Alors que Marta Kostyuk jouait mercredi sur le court central de Wimbledon, ses compatriotes en Ukraine faisaient face à une nouvelle attaque meurtrière de la Russie contre Kyiv.
La situation a été la même pendant une grande partie du parcours de Kostyuk jusqu’aux demi-finales.
Lundi, après que des missiles russes aient frappé des immeubles résidentiels situés près du domicile de ses parents, elle a dû faire abstraction de ces événements pour disputer son match du quatrième tour du tournoi du Grand Chelem.
La semaine dernière, la Russie a pilonné la capitale ukrainienne lors d’une attaque de drones et de missiles qui a duré 11 heures et fait au moins 21 victimes civiles.
Pour Kostyuk, chaque jour consiste à trouver le moyen de se concentrer sur le tennis, sans pour autant fermer les yeux sur ce qui se passe chez elle.
«Ce n’est pas facile de se déconnecter complètement», a déclaré Kostyuk après avoir battu Jasmine Paolini 6-3, 6-2 pour atteindre les demi-finales de Wimbledon pour la première fois de sa carrière.
«Ç’a été vraiment dur pour moi la semaine dernière, lors de la première grande attaque, a poursuivi Kostyuk, qui est âgée de 24 ans. Puis, lundi, ils ont détruit environ quatre rues d’immeubles résidentiels. C’était à environ cinq kilomètres de chez mes parents. Encore une nuit difficile et beaucoup de morts, des innocents, des enfants. Ce n’est pas facile. J’essaie de me tenir informée de tout ce qui se passe. Bien sûr, j’essaie de ne pas trop me laisser affecter par tout ça.»
Kostyuk, 12e tête de série, a accédé à sa deuxième demi-finale consécutive en Grand Chelem, après s’être inclinée face à l’adolescente russe Mirra Andreeva en demi-finale de Roland-Garros. Les deux joueuses ne se sont pas serré la main avant ce match, ce qui est devenu la procédure habituelle lors des rencontres entre joueuses russes et ukrainiennes depuis le début de la guerre en 2022.
Comme dans la plupart des sports, les athlètes russes évoluent sous une bannière neutre.
Mais mardi, le Comité international olympique (CIO) a provisoirement levé son interdiction visant la Russie et recommandé aux fédérations sportives de ne plus accorder le statut d’athlète individuel neutre aux athlètes russes.
Mercredi, le Kremlin a salué cette décision comme une «étape importante» vers le rétablissement des droits des athlètes russes.
Kostyuk avait un point de vue différent.
«Je trouve ça terrible, a admis Kostyuk.
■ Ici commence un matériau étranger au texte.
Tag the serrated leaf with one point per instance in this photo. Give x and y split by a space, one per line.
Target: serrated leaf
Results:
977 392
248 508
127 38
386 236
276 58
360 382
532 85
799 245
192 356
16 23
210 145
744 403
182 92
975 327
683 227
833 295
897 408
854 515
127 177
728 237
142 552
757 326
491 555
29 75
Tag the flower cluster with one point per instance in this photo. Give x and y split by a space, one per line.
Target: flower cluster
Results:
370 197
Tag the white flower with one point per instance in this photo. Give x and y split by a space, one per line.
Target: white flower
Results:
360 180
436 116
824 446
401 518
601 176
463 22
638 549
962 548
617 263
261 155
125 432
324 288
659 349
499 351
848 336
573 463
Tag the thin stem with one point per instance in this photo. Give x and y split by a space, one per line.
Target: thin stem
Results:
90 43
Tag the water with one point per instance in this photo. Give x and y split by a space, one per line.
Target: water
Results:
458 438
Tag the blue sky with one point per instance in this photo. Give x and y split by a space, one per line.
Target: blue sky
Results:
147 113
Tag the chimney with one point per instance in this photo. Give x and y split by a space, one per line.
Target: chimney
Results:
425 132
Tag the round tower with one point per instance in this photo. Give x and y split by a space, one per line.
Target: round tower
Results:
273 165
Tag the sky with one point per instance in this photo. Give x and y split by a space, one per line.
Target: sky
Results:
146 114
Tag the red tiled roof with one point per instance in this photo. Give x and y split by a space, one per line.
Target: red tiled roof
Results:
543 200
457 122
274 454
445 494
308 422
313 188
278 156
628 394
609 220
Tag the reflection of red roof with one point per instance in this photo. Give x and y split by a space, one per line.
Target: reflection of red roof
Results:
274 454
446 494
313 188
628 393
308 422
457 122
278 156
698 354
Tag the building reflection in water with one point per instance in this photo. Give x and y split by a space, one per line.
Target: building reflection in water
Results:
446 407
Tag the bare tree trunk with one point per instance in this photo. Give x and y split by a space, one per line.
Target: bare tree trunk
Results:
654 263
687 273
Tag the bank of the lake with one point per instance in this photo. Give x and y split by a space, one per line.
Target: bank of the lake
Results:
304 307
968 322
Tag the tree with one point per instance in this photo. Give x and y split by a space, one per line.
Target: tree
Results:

Je pense que c’est très, très loin d’être équitable pour tous les pays concernés ici, pas seulement pour l’Ukraine. Je ne suis absolument pas d’accord avec cette décision... Je veux juste sauter sur le court et, je l’espère, battre chaque Russe que j’affronterai aux Jeux olympiques.»
Il ne reste plus aucune joueuse russe en simple au tournoi de Wimbledon. Kostyuk affrontera jeudi la Tchèque Linda Noskova. Dans l’autre demi-finale, l’Américaine Coco Gauff affrontera une autre joueuse tchèque, Karolina Muchova.
Kostyuk est la deuxième Ukrainienne à atteindre les demi-finales de Wimbledon après Elina Svitolina, qui y était parvenue en 2019 et 2023.
Svitolina s’était inclinée à ces deux occasions. Que signifierait donc pour l’Ukraine le fait que Kostyuk devienne la première finaliste du pays?
«J’espère, a-t-elle déclaré, que cela signifierait beaucoup.»